Many citizens on the receiving end of herdsmen impunity argue that President Buhari through some unhealthy dose of inertia has presented himself as a lame duck with respect to dealing decisively with herdsmen terrorism. Others point to more ominous statements from the Presidency, which admonished that it was better to live than die over land being sought from grazing by herdsmen. If the President has been wanting in the area of taking action, he has fared worse even in the province of words. Till date, there has been neither a direct, nor a firm message to the herdsmen that there would be consequences for their disturbing campaign of endless killings. The heart rending stories of willful destruction of farmlands, kidnapping, rape of women, and the outright wiping out of whole communities by hordes of herdsmen marauders have left the country dancing on the bring. In response to these ravages, separatists, irredentists and ethnic champions have had a field day framing the mindless violence, and the pathetic response of the state to it as a clear manifestation of a Fulani agenda for territorial expansion. President Olusegun Obasanjo, never one to watch from the sidelines, joined the fray and the result is that Fulanisation has now become part of Nigeria dark lexicon reflecting the failure of the state to perform its basic function of guaranteeing the safety of life and limb.

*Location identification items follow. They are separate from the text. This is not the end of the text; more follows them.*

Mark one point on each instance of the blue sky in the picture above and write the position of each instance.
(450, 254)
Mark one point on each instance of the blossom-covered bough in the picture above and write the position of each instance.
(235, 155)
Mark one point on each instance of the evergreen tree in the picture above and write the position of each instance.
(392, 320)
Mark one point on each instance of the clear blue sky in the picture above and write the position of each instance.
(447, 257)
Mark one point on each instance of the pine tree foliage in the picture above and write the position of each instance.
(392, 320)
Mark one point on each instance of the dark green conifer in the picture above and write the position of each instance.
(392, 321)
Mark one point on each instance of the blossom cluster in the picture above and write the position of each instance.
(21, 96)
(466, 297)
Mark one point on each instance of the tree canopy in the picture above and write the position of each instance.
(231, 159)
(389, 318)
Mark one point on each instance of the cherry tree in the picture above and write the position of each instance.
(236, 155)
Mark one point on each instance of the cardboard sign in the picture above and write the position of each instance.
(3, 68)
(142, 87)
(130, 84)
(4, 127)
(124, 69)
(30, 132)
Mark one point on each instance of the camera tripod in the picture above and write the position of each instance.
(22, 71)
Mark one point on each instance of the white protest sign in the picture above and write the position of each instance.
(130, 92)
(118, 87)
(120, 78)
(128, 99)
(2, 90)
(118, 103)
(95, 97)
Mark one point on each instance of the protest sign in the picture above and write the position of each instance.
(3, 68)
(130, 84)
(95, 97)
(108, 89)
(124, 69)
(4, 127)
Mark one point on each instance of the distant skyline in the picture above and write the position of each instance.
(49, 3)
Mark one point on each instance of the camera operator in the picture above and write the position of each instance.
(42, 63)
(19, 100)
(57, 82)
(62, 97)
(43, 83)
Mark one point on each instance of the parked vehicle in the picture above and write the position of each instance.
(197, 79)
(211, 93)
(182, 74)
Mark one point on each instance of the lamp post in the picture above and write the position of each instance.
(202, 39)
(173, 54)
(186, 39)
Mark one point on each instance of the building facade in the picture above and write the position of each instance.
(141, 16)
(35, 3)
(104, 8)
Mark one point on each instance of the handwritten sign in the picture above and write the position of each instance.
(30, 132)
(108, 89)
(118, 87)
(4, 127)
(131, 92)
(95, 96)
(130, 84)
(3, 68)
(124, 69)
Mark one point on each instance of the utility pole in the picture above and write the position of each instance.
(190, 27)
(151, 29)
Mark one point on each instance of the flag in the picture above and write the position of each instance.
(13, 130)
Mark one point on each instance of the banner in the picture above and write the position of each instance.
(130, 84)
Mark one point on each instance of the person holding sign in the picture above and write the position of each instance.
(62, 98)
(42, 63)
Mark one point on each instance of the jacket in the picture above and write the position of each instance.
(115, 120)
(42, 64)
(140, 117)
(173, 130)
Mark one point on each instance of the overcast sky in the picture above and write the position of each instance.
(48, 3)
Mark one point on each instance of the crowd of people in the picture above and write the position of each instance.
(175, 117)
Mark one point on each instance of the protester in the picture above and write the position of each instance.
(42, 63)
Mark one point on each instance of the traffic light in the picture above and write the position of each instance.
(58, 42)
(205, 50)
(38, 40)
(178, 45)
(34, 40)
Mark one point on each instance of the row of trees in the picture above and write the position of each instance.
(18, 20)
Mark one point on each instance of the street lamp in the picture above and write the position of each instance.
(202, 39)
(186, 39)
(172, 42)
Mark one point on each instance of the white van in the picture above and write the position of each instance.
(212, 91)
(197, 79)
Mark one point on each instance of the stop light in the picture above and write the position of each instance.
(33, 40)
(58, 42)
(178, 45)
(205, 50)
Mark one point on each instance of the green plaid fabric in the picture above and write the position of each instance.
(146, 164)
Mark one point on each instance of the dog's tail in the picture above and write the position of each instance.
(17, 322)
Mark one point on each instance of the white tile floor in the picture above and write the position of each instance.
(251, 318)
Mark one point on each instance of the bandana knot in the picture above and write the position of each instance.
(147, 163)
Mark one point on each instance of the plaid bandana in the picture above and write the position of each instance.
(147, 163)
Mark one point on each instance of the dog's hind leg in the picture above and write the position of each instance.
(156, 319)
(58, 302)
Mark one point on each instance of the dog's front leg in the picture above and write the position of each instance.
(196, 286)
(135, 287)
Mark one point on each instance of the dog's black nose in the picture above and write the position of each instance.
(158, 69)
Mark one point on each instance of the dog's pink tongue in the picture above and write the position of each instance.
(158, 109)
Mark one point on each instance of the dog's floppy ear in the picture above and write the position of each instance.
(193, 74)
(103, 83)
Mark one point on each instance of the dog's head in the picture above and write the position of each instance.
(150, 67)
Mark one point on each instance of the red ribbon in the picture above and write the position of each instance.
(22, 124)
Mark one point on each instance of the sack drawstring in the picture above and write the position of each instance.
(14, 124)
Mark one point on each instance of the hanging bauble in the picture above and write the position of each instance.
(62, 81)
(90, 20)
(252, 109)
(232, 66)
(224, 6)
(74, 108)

This is the background against which Emefiele’s well-intentioned policy of restriction of forex of milk importation is being pilloried by the mob of aggrieved naysayers. In this many years as a technocrat in the banking sector, the CBN Governor must have been used to his training as a monetary and fiscal policy expert. With the deafening cries of protest greeting his latest well-intentioned move, he would have to muster some communication skills or perhaps get interpreters to render the essence of his policy in Nigeria’s hundreds of local languages. The idea will be to break things down to the fundamentals by showing that the policy is not about the rejected RUGA.

And that neither is the financing meant exclusively for Fulani people. Any Nigerian from Epe in Lagos through Enugu in the South East to Potiskum in the North East are more than qualified to come forward and be a part of the value chain for domestic milk production and ranching business. In all, the uproar of the restriction of forex for milk import is a manifestation of the clear and present danger the nation faces. The national space is increasingly being fouled up. And there lies an urgent task for actions and interventions, which will bring in the rhetoric of unity in diversity. A starting point would be to decisively end impunities like the herdsmen problem, and hold to account all perpetrators of such terror. This is the only way to calm frayed nerves; otherwise, laudable intentions, which would benefit citizens would continually be damaged by the evil of ethnic and sectarian strife.

•Ajanaku, a journalist, civil rights advocate and media consultant, wrote from Abuja.